The parchment had ended with the news that there would be no—further communication. High Command had closed down. The fleet admirals now had no one to issue them with either orders or information, and in effect were obliged to consider themselves imperial autarchs for all provinces outside Diadem.

The situation would continue until the Imperial Council itself despatched the official interdict standing down Condition Autonomy to some lesser status. Archier had wondered what would happened if that interdict never came. It was conceivable that the five fleets would eventually become the nuclei of new, rival empires.

Or four of them might. Archier promised himself that he, on the other hand, would take his fleet into Diadem and try to rescue it from whatever had beset it.

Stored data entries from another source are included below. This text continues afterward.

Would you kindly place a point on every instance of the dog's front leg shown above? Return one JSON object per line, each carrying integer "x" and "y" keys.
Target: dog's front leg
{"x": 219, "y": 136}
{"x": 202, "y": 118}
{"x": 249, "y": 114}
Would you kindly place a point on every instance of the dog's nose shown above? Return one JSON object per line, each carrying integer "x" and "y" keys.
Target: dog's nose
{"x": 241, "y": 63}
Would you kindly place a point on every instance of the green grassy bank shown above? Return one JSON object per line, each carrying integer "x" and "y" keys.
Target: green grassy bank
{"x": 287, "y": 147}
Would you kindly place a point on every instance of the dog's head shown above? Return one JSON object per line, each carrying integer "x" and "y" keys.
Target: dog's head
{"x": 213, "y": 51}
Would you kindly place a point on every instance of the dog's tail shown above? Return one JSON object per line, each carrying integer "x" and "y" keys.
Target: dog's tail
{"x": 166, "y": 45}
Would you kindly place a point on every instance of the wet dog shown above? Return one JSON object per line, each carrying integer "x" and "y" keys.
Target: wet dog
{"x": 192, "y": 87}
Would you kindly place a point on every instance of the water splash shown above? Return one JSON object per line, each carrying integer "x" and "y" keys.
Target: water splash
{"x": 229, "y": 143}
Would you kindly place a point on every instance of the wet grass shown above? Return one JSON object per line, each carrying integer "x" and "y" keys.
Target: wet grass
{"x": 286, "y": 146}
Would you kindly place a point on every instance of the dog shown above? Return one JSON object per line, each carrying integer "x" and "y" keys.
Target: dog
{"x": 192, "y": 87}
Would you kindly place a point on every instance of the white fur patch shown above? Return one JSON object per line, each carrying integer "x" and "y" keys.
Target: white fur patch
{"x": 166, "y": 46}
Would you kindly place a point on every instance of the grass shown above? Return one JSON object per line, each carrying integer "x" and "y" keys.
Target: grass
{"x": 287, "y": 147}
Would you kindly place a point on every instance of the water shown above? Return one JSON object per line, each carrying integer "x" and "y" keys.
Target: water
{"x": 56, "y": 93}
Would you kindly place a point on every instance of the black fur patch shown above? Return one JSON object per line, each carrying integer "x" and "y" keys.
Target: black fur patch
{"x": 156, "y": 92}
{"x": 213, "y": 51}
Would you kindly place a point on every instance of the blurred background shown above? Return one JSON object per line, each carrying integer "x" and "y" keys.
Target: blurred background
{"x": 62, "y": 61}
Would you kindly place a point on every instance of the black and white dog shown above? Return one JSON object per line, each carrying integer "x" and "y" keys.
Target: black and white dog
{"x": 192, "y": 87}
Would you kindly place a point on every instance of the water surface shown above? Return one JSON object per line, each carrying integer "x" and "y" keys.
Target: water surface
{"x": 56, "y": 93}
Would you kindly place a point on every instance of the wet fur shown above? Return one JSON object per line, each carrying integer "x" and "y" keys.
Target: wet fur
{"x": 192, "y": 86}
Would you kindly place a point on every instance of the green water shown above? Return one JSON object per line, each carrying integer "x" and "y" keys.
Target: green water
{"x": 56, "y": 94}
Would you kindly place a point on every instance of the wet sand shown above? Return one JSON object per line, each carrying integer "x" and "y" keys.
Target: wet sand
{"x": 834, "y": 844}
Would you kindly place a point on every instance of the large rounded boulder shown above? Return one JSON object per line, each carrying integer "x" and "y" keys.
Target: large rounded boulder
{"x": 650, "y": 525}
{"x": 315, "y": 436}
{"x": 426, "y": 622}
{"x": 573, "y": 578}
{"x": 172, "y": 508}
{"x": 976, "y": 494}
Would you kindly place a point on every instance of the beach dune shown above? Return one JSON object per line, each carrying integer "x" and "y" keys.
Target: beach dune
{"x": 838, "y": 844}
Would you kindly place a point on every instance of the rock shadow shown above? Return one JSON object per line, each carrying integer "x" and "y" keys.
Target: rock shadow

“There are several possibilities,” Menshek said. “Civil war? The overthrow of the Council, just as the Emperor Protector was overthrown? Personally I believe the explanation is several degrees more mundane. I imagine the High Command had been forced to close down through lack of staff.”

While Archier stared, Menshek went on: “What’s probably happened is that they’ve had to send their last remaining officers out to one or other of the fleets, because they just can’t find any other replacements… isn’t that where, all the Empire’s difficulties come from, after all? The numbers of pure humans willing to take on the work of preserving the Empire grows smaller all the time. That’s why, these days, we resort to using children.”

“You’re beginning to sound like an adult chauvinist.”

“If being an ‘adult chauvinist’ means believing children aren’t always as capable of shouldering responsibility as adults, then yes, I suppose I am.”

Menshek, Archier told himself with a frown, was certainly out of tune with the time. It was one of present society’s articles of faith that, having received an intensive education up to the age of seven, a young person was thereafter as entitled as any adult with regard to social position, sexuality, or freedom of action. It was slightly shocking to hear Menshek talk so.

“Recently a twelve-year-old girl was sent out as Admiral of Twenty-Three-Fleet,” Menshek added, in a voice of mild disapproval. “You’ve probably heard of it—it was an attempt to put together a sixth fleet from scavenged or cannibalised vessels, not really a fleet at all. The reason she was Admiral was that she was the only pure-blooded human in the outfit.”

“Yes, I know of it,” Archier said. “I heard she performed very well, for the time Twenty-Three-Fleet was in operation. It failed mainly through having insufficient resources.”

“I agree the appointment was a success in her case,” Menshek conceded. “But what about the eight-year-old boy who became Three-Fleet’s Fire Command Officer… just before they invested Costor.”